What causes StackOverflowError?
As you can see thread’s stack is storing methods it’s executing, primitive datatypes, variables, object pointers, and return values. All of these consume memory. If thread’s stack sizes grow beyond the allocated memory limit then StackOverflowError is thrown. Let’s look at the below buggy program, which will result in StackOverflowError:

public class SOFDemo {
 
         public static void a() {
 
                  // Buggy line. It will cause method a() to be called infinite number of times.
 
                  a();
 
         }
 
         public static void main(String args[]) {
 
                   a();
 
         }
 
}

In this program main() method invokes a() method. a() method recursively calls itself. This implementation will cause a() method to be invoked infinite number of times. In this circumstance a() method will be added to thread’s stack frame infinite number of times. Thus, after a few thousand iterations thread’s stack size limit would be exceeded. Once stack size limit is exceeded it will result in ‘StackOverflowError’:

Exception in thread "main" java.lang.StackOverflowError
 
       at com.buggyapp.stackoverflow.SOFDemo.a(SOFDemo.java:7)
 
       at com.buggyapp.stackoverflow.SOFDemo.a(SOFDemo.java:7)
 
       at com.buggyapp.stackoverflow.SOFDemo.a(SOFDemo.java:7)
 
       at com.buggyapp.stackoverflow.SOFDemo.a(SOFDemo.java:7)
 
       at com.buggyapp.stackoverflow.SOFDemo.a(SOFDemo.java:7)
 
       at com.buggyapp.stackoverflow.SOFDemo.a(SOFDemo.java:7)
 
       at com.buggyapp.stackoverflow.SOFDemo.a(SOFDemo.java:7)
 
       at com.buggyapp.stackoverflow.SOFDemo.a(SOFDemo.java:7)

stackoverflowerror.jpg
Fig 3: StackOverflowError progression

What are the solutions to StackOverflowError?
There are couple of strategies to address StackOverflowError.

1. Fix the code

Because of a non-terminating recursive call (as shown in the above example), threads stack size can grow to a large size. In those circumstance, you must fix the source code which is causing recursive looping. When ‘StackOverflowError’ is thrown, it will print the stacktrace of the code that it was recursively executing. This code is a good pointer to start debugging and fixing the issue. In the above example it’s ‘a()’ method.

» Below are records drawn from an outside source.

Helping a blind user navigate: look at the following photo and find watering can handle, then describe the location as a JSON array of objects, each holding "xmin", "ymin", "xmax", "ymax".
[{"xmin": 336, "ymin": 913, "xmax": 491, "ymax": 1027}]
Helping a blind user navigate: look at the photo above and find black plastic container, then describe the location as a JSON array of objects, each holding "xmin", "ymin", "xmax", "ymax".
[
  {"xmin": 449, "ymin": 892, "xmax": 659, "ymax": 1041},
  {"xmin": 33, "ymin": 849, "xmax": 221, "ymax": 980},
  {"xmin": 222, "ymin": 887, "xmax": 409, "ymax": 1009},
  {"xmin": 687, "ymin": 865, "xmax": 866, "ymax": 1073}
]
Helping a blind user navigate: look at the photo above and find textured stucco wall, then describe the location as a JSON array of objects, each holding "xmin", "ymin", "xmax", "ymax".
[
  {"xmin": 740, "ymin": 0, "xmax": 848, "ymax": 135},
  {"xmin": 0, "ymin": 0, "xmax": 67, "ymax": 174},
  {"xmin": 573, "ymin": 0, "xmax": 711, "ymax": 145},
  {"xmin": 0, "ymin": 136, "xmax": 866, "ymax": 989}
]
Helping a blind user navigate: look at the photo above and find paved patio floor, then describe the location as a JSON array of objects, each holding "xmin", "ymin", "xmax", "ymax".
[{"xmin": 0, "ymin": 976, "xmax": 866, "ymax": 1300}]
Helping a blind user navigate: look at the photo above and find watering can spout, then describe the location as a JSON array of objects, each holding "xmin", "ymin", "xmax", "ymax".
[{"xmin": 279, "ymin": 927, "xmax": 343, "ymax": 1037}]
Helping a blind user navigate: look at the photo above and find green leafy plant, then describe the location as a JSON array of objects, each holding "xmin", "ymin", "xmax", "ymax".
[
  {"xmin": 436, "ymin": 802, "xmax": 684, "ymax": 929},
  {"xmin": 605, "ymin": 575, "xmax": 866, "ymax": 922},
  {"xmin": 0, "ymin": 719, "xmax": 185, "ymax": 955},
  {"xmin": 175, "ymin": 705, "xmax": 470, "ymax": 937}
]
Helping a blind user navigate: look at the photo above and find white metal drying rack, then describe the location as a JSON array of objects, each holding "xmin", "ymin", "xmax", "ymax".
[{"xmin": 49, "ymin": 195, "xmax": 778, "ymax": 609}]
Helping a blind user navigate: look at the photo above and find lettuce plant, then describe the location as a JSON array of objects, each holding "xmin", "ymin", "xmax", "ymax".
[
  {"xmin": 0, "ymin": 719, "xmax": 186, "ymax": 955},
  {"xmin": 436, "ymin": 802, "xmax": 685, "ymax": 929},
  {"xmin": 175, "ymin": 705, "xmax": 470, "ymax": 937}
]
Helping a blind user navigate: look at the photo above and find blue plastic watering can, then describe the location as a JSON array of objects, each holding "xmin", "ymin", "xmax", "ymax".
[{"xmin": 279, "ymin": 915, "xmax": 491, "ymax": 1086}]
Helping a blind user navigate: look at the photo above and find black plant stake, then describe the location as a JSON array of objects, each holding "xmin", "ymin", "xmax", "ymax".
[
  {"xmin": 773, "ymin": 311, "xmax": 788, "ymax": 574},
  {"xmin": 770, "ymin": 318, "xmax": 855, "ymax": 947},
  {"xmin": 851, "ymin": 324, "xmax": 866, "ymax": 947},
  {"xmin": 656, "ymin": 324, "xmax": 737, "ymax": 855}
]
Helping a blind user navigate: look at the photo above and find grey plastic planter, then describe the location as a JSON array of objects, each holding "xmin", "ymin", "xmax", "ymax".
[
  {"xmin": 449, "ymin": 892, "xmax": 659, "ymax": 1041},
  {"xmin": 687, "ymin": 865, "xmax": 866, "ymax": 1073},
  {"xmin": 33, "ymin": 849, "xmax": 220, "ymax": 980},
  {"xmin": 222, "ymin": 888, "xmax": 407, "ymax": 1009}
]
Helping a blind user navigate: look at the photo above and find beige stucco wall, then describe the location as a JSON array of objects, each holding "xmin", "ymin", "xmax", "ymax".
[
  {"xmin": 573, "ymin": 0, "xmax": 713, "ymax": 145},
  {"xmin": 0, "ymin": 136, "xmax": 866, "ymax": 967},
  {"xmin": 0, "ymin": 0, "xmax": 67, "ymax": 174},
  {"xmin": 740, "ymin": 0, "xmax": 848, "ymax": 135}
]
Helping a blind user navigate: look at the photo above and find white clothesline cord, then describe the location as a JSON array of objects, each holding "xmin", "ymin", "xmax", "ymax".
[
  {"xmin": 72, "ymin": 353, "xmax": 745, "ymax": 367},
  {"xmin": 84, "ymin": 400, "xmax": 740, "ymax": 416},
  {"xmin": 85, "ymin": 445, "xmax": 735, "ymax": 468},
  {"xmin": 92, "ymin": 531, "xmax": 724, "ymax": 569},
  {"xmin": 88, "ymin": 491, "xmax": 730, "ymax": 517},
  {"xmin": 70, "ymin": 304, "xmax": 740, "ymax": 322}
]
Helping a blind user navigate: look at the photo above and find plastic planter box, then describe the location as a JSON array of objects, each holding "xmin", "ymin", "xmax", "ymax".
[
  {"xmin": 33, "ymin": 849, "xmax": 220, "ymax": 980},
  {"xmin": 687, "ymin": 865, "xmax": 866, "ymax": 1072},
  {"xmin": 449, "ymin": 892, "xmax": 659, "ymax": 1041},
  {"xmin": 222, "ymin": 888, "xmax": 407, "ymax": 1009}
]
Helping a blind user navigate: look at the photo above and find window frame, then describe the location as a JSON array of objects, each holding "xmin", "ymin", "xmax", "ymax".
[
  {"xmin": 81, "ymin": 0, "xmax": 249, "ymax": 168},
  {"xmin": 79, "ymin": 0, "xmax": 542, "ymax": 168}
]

2. Increase Thread Stack Size (-Xss)
There might be legitimate reason where a threads stack size needs to be increased. Maybe thread has to execute large number of methods or lot of local variables/created in the methods thread has been executing. In such circumstance, you can increase the thread’s stack size using the JVM argument: ‘-Xss’. This argument needs to be passed when you start the application. Example:

-Xss2m

This will set the thread’s stack size to 2 mb.

It might bring a question, what is the default thread’s stack size? Default thread stack size varies based on your operating system, java version & vendor.

JVM version Thread stack size
Sparc 32-bit JVM 512k
Sparc 64-bit JVM 1024k
x86 Solaris/Linux 32-bit JVM 320K
x86 Solaris/Linux 64-bit JVM 1024K
Windows 32-bit JVM 320K
Windows 64-bit JVM 1024K